Solved with Aviatrix: Securely bring Google-managed Apigee-X to another Cloud or Datacenter

 

How To:

Securely bring Google-managed Apigee-X to another Cloud or Datacenter


Product Focus

Google Apigee is one of the most popular tools to expose APIs to the wider world.

From the Apigee documentation: Apigee is a platform for developing and managing APIs. By fronting services with a proxy layer, Apigee provides an abstraction or facade for your backend service APIs and provides security, rate limiting, quotas, analytics, and more.

This blog is focused on Apigee-X, which is hosted in Google Cloud.

Aviatrix is the leading vendor of Secure Multicloud Networking.

From the website: The Aviatrix cloud network platform delivers a single, common platform for multi-cloud networking, regardless of public cloud providers used. Aviatrix delivers the simplicity and automation enterprises expect in the cloud with the operational visibility and control they require.

Aviatrix can easily connect Google Apigee-X to AWS, Azure, and on-prem backends with full encryption and visibility.

Background

Our customer has standardized on AWS and Google Clouds. The customer had decided upon Aviatrix to provide Transit, Visibility, and Security for AWS. Using Aviatrix to provide the a consistent Google Cloud architecture was an easy decision.

Our customer has a large number of systems that exist not only in Google Cloud but also in AWS and in legacy datacenters. Typical API usage is from 3rd party vendor connections, mobile apps, and web pages. Access can be from anywhere.

These APIs are mission critical and revenue generating. Outages are unacceptable. To protect the APIs, Apigee-X was chosen to expose these systems. Apigee-X is deployed in multiple regions to protect availability.

Apigee-X Design

Google Apigee-X is a hybrid service; resource ownership is split between Google and the customer.

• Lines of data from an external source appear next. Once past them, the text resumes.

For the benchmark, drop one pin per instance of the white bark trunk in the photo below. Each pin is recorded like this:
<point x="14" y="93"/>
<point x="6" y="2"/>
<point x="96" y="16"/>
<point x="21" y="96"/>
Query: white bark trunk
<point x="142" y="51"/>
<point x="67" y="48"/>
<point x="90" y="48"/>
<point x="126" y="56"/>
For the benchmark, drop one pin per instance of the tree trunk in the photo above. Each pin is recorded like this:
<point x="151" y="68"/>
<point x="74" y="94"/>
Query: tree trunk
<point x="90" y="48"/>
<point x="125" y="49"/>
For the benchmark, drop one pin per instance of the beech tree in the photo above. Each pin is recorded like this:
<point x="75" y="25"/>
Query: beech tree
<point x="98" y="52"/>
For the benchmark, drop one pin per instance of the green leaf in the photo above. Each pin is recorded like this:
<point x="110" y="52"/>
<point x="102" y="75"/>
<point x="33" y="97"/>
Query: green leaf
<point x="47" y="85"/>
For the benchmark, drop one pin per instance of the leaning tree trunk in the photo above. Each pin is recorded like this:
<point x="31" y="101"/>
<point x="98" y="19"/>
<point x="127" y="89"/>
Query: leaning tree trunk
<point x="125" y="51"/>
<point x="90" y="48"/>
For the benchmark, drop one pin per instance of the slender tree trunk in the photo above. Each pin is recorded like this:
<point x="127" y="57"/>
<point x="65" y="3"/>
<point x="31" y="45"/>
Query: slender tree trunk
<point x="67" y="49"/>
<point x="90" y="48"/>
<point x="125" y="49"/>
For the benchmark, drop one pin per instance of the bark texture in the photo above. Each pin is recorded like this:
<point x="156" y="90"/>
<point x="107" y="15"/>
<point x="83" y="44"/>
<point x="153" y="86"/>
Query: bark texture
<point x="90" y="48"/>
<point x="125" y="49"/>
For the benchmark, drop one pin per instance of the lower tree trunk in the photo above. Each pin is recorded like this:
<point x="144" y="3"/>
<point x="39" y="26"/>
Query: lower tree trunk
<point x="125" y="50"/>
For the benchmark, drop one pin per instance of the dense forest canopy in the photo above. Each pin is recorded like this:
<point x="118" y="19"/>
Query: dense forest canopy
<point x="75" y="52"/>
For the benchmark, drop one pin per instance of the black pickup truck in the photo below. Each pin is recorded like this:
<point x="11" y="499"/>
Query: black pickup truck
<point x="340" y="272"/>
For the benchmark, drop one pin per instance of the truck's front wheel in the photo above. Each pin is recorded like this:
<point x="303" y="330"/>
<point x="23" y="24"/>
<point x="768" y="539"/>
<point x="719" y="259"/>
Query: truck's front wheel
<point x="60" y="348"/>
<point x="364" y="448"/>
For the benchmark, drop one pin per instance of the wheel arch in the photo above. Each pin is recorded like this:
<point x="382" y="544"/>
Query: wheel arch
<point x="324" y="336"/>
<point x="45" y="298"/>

Private Services Access is used to facilitate the resource relationship. The Service Producer VPC is allocated a CIDR by the customer when deploying Agigee-X. This VPC is peered to a Customer-owned VPC.


The below image represents the Apigee-X Network flows. The original image is from the Architecture overview.
(Click to Enlarge)

In customer discussions, it was helpful to label the flow types.
  • Flow 1: Ingress flows to the Apigee-X Frontend in the peered Service VPC. These are generally from the Internet but could be Internal.
    • Google's reference design uses their Global External HTTPS Load Balancer.
    • The Load Balancer's backends are regional Managed Instance Groups running Linux/IPTables.
    • The Backends must be in the same Global VPC.
    • The MIGs NAT traffic to the real Apigee-X endpoint in the peered Service VPC.
  • Flow 2: Flows south to backend API resources via Private Connectivity. Google's diagram places the backend in the VPC with the Ingress but it is (obviously?) oversimplified.
  • Flow 3: Flows south to backend API resources over Public Internet. Our customer has a strict policy against this kind of traffic, so it will be not be used.

Apigee-X Design Challenges

The above reference is fine if the network is simple. However, most companies will want multi-region support, firewall insertion, and visibility. Their endpoints will be spread across multiple networks in Cloud or on-prem. Backend Public IP connectivity needs to be reduced or eliminated.

What if we could simply merge the above simplicity with a larger network?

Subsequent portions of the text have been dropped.